The story opens in 1886 with the surrender in New Mexico of Geronimo (Monte Blue) and his warriors for shipment off to a reservation in Florida. Massai (Lancaster) is having none of this. He claims to be the last Apache warrior and acts accordingly. Al Sieber (John McIntyre) and his Apache scout Hondo (Charles Bronson) who had brought Geronimo in are now charged with capturing the rebellious Massai. Nalinle (Peters) professes her love for Massai and stands by him as he is captured.

Massai is shipped off to Florida with Geronimo but manages to escape from the train carrying them. Massai begins his cross country trek back to his homeland in New Mexico. Along the way he meets a Cherokee farmer named Dawson (Morris Ankrum) who shows Massai how the Indian has adapted to the ways of the white man. He gifts Massai with a sack of corn seeds. Although Massai is still an Apache warrior he brings the seeds back to New Mexico and shows them to Nalinle and her father Santos (Paul Guilfoyle). Perhaps there was something to what the Cherokee had told him.

Santos betrays Massai and he is again captured by Sieber. Massai believes that Nalinle has also betrayed him and vows to kill Santos and his daughter. Massai escapes once more and wages a personal war against the world. He starts by killing evil Indian Agent Weddle (John Dehner). He kidnaps Nalinle and plans to kill her. But she persists in her love for him and gradually he comes to love her and the two marry by Apache custom (i.e. no preacher).
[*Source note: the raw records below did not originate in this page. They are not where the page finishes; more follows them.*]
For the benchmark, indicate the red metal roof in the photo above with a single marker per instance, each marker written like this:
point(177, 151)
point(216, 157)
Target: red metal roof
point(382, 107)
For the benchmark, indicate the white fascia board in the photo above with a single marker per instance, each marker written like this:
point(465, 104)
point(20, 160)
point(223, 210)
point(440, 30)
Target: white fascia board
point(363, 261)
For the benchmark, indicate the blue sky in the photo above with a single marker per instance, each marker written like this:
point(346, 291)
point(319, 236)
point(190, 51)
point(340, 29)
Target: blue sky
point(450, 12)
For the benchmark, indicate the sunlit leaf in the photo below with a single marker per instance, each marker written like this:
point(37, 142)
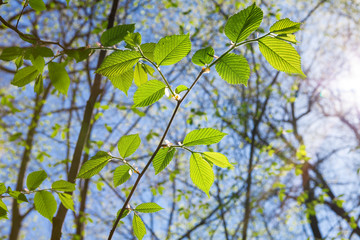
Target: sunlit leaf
point(234, 69)
point(172, 49)
point(45, 204)
point(128, 144)
point(149, 93)
point(201, 173)
point(34, 179)
point(204, 136)
point(281, 55)
point(242, 24)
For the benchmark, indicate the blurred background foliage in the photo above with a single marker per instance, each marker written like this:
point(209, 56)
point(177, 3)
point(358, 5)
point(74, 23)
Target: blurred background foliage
point(294, 142)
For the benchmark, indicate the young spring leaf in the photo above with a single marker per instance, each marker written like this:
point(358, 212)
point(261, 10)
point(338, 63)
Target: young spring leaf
point(242, 24)
point(25, 76)
point(148, 208)
point(118, 62)
point(285, 26)
point(79, 54)
point(203, 56)
point(233, 68)
point(20, 197)
point(116, 34)
point(281, 55)
point(128, 144)
point(204, 136)
point(3, 210)
point(39, 85)
point(139, 227)
point(140, 75)
point(10, 53)
point(148, 50)
point(34, 179)
point(201, 173)
point(218, 159)
point(123, 81)
point(149, 93)
point(67, 201)
point(133, 39)
point(45, 204)
point(2, 188)
point(181, 88)
point(172, 49)
point(162, 159)
point(37, 5)
point(94, 165)
point(59, 77)
point(121, 175)
point(62, 185)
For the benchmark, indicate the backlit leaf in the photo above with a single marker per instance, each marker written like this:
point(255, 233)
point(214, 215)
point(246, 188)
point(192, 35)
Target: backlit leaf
point(172, 49)
point(149, 93)
point(45, 204)
point(94, 165)
point(128, 144)
point(201, 173)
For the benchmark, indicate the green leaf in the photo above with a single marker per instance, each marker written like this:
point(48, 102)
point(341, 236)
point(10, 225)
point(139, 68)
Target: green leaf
point(172, 49)
point(281, 55)
point(140, 75)
point(123, 81)
point(37, 5)
point(233, 68)
point(148, 50)
point(218, 159)
point(162, 159)
point(39, 85)
point(2, 188)
point(201, 173)
point(139, 227)
point(67, 201)
point(59, 77)
point(11, 53)
point(62, 185)
point(148, 208)
point(128, 144)
point(287, 37)
point(203, 56)
point(25, 76)
point(149, 93)
point(116, 34)
point(242, 24)
point(79, 54)
point(45, 204)
point(3, 210)
point(285, 26)
point(204, 136)
point(34, 179)
point(20, 197)
point(181, 88)
point(94, 165)
point(121, 174)
point(39, 63)
point(118, 62)
point(133, 39)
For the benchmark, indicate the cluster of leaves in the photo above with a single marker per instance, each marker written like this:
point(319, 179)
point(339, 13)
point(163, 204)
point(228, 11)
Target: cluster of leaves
point(138, 62)
point(44, 200)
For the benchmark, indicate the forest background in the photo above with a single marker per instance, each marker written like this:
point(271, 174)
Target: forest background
point(294, 142)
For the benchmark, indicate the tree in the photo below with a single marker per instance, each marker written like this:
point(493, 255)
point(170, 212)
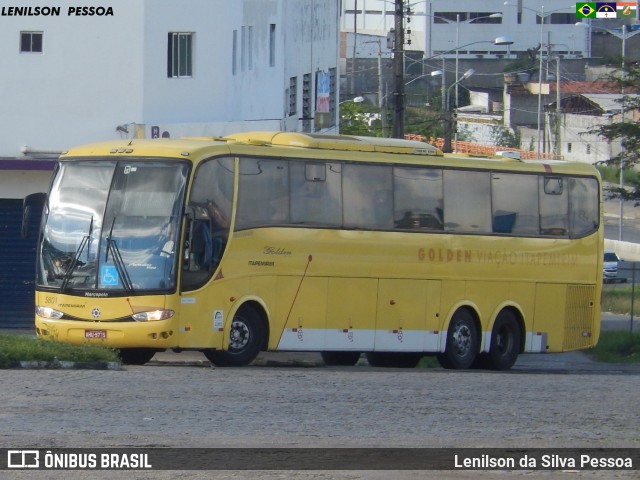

Massai and Nalinle hide out in the mountains and she convinces him to plant the corn seeds. A crop of corn grows and Nalinle becomes pregnant. Massai anxiously awaits the birth of his off spring. But Sieber and Hondo pick up their trail and close in. Massai hides in the cornfield and Sieber goes in after him and...........................................................................................................................

Burt Lancaster had been an acrobat prior to his movie career and kept himself in good shape as witnessed by his running and jumping and excellent physique. Jean Peters , I believe, had been one of Howard Hughes "protoges". Charles Bronson was still acting under his real name of Buchinsky at this point. Walter Sande is along as Lt. Col. Beck the fort commander and Ian Mac Donald as Clagg, Weddie's partner.

Yes, there really was a Massai who wreaked havoc and eventually disappeared into Mexico.